En Afrique centrale, la LRA n’est plus que l’ombre d’elle-même
Les rebelles ougandais ne sont plus qu’une poignée, éparpillés aux confins de la Centrafrique et de la RD Congo. Et avant tout préoccupés par leur propre survie.
Depuis le 21 janvier, l’Ougandais Dominic Ongwen est aux mains de la Cour pénale internationale (CPI) à La Haye. Commandant présumé de la brigade Sinia de l’Armée de résistance du seigneur (LRA), l’homme surnommé la Fourmi blanche ("White Ant") se serait rendu début janvier aux forces américaines, qui avaient promis 5 millions de dollars (4,3 millions d’euros) pour sa tête.
D’où, sans doute, les revendications de miliciens de l’ex-Séléka (la coalition qui a fait tomber François Bozizé en mars 2013), qui affirment avoir en réalité capturé ce lieutenant de Joseph Kony – sachant que tous les deux sont sous le coup d’un mandat d’arrêt pour crimes de guerre et crimes contre l’humanité depuis 2005… En tout état de cause, Ongwen a été remis par les Américains aux forces de l’Union africaine à Obo, puis transmis à la CPI. La LRA, depuis longtemps sur le déclin, perd là l’un de ses derniers chefs.
Née dans le nord de l’Ouganda à la fin des années 1980, dans le sillage de la rébellion mystique emmenée par Alice Lakwena, la LRA serait responsable de la mort de quelque 100 000 personnes et de l’enlèvement de plus de 60 000 enfants.
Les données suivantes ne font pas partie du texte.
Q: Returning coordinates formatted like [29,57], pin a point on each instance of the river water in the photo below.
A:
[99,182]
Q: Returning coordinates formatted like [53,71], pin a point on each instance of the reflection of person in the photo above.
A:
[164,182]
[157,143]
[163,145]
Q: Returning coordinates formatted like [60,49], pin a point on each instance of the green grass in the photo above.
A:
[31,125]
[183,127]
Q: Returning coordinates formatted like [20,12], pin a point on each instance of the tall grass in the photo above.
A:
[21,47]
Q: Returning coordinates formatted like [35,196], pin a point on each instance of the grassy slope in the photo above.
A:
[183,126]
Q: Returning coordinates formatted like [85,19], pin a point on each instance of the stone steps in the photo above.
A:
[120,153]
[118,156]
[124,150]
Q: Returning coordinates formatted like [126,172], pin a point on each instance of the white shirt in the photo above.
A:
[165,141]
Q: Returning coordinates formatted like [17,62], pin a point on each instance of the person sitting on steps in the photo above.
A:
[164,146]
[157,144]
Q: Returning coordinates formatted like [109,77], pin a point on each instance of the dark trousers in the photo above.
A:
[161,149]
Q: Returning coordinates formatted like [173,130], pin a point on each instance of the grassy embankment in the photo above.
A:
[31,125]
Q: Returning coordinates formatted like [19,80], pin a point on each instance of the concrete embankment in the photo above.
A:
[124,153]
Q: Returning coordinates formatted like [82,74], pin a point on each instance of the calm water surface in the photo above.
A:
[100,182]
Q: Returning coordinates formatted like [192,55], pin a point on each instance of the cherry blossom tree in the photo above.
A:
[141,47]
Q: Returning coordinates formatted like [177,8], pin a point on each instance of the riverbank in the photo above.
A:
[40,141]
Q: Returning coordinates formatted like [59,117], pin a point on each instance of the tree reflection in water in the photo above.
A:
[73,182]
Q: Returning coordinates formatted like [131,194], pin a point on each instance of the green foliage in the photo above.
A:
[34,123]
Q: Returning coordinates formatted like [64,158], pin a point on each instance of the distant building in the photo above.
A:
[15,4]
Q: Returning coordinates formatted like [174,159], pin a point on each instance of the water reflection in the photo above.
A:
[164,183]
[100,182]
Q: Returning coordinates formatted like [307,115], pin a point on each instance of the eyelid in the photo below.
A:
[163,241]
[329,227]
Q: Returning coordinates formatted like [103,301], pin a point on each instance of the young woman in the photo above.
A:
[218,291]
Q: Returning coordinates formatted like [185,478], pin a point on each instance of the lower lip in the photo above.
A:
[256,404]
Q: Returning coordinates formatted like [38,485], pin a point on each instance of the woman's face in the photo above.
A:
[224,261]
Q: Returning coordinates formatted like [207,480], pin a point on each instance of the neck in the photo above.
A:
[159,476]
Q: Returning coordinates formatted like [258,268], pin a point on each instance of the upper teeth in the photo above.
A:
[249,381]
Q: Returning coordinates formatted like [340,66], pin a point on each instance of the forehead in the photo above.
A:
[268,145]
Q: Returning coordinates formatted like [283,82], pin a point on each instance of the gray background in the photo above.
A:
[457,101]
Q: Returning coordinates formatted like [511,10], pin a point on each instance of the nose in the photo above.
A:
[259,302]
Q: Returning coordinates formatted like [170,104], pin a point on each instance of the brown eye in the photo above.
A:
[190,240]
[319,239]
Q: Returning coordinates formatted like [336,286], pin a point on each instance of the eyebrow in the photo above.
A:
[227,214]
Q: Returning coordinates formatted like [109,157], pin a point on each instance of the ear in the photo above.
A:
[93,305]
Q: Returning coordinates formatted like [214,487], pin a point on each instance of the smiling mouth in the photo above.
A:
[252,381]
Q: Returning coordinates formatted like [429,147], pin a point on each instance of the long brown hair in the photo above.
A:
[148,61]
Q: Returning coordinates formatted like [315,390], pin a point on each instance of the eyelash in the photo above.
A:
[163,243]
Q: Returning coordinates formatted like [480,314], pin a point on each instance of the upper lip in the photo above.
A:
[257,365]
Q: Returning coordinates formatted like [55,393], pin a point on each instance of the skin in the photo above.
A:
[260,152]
Connue pour ses crimes abjects, elle fut longtemps soutenue par Khartoum en représailles au soutien accordé par l’Ouganda à l’Armée populaire de libération du Soudan du Sud (SPLA) de John Garang.
Mais depuis les années 2000, chassé par l’armée ougandaise et par l’Union africaine avec le soutien des États-Unis, le prophète autoproclamé Joseph Kony ne cesse de fuir, entre l’Ouganda, la République centrafricaine et la RD Congo. La plupart des observateurs – et même l’ONG Invisible Children, qui a fait de la traque du "seigneur" son fonds de commerce – s’accordent à dire que cette armée fantôme compterait aujourd’hui environ 170 combattants, éparpillés en petits groupes cherchant seulement à survivre.
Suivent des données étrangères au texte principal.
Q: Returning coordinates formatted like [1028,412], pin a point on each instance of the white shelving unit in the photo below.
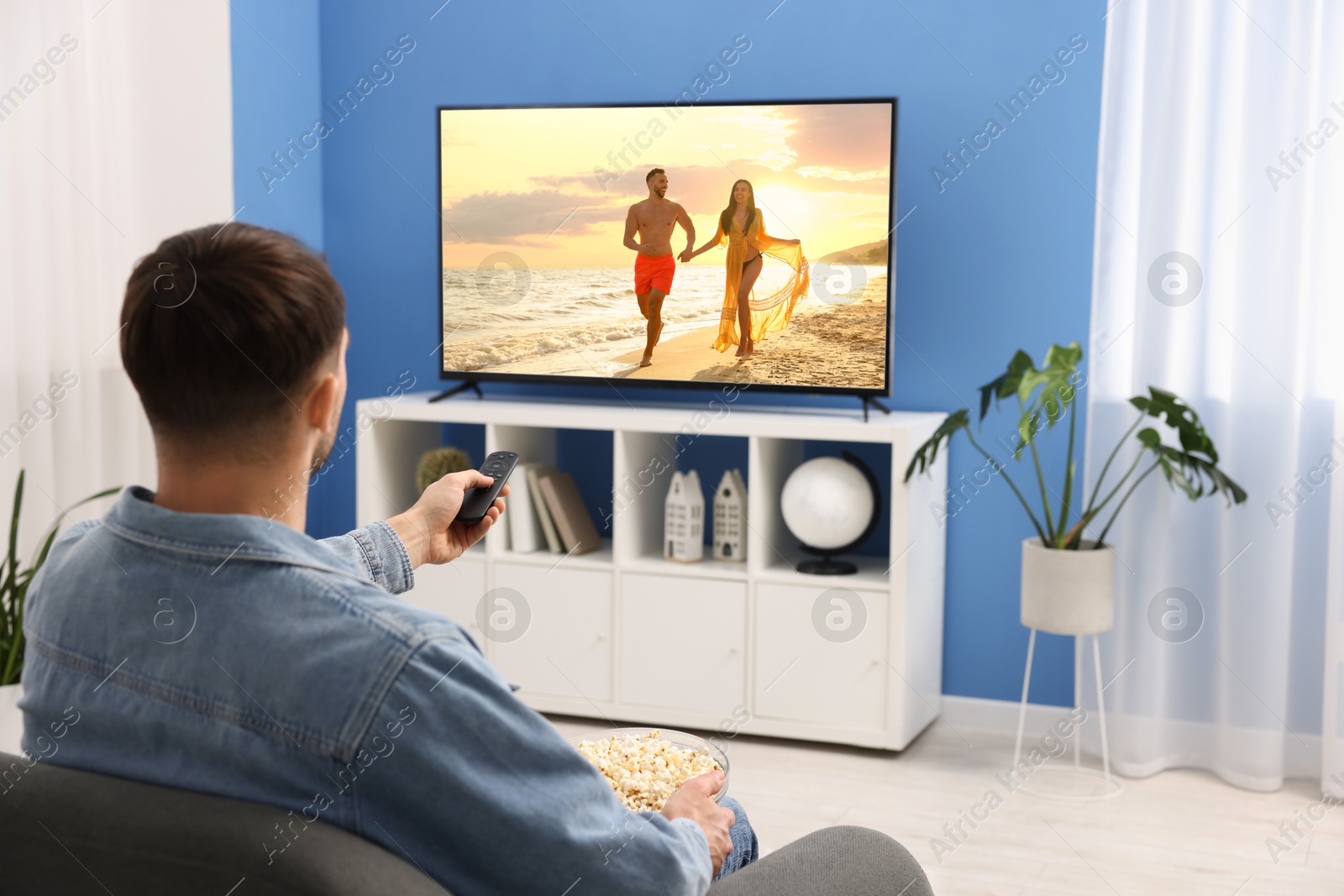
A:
[622,634]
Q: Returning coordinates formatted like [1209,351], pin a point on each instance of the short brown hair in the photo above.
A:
[223,331]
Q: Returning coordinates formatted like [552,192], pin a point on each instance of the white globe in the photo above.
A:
[827,503]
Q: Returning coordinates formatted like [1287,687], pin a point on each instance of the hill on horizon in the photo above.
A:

Depuis 2008, 500 rebelles auraient été tués, 200 auraient fait défection et 86 auraient été capturés. Selon Thierry Vircoulon, directeur du projet Afrique centrale de l’ONG International Crisis Group (ICG), "l’influence de la LRA est désormais tout à fait anecdotique, sauf pour le Congrès américain, qui s’est engagé à ramener la tête de Kony. Quant à ce dernier, il doit rester seul avec son fils, s’il n’est pas déjà mort derrière un manguier".
Michel Djotodia, en négociation avec Kony
Dans son rapport de novembre 2014, le secrétaire général des Nations unies était plus mesuré, soulignant que "selon des transfuges, le chef de la LRA, Joseph Kony, continue de diriger effectivement et de contrôler les différents éléments du groupe". Engagés dans différents trafics (ivoire, diamants, or), les derniers soldats de la LRA voleraient surtout pour… se nourrir. Ils auraient aussi, selon Jackson K. Tuwei, l’envoyé spécial de l’Union africaine sur la question de la LRA, des contacts "d’opportunité" limités avec des combattants de l’ex-Séléka pour l’échange d’armes et de nourriture.
Lorsqu’il était au pouvoir à Bangui, Michel Djotodia avait soutenu être en négociation avec Kony pour obtenir sa reddition. Aujourd’hui, selon les Nations unies, des rapports "troublants" indiquent que des captifs de la LRA seraient contraints de travailler dans des mines pour extraire des diamants au profit des ex-Séléka… "Dans la région, il y a désormais des groupes bien plus dangereux que la LRA", martèle Thierry Vircoulon.
Pourtant connu pour ses virulentes diatribes contre la CPI, le président ougandais, Yoweri Museveni, n’a étrangement pas souhaité que Dominic Ongwen soit jugé à Kampala. Sans doute le chef de l’état n’ignore-t-il pas qu’il fait là un cadeau empoisonné à la Cour : enlevé à l’âge de 10 ans, "élevé" par un proche de Kony, Vincent Otti, Ongwen est un enfant de la LRA. Il n’a jamais vraiment eu le choix d’être autre chose.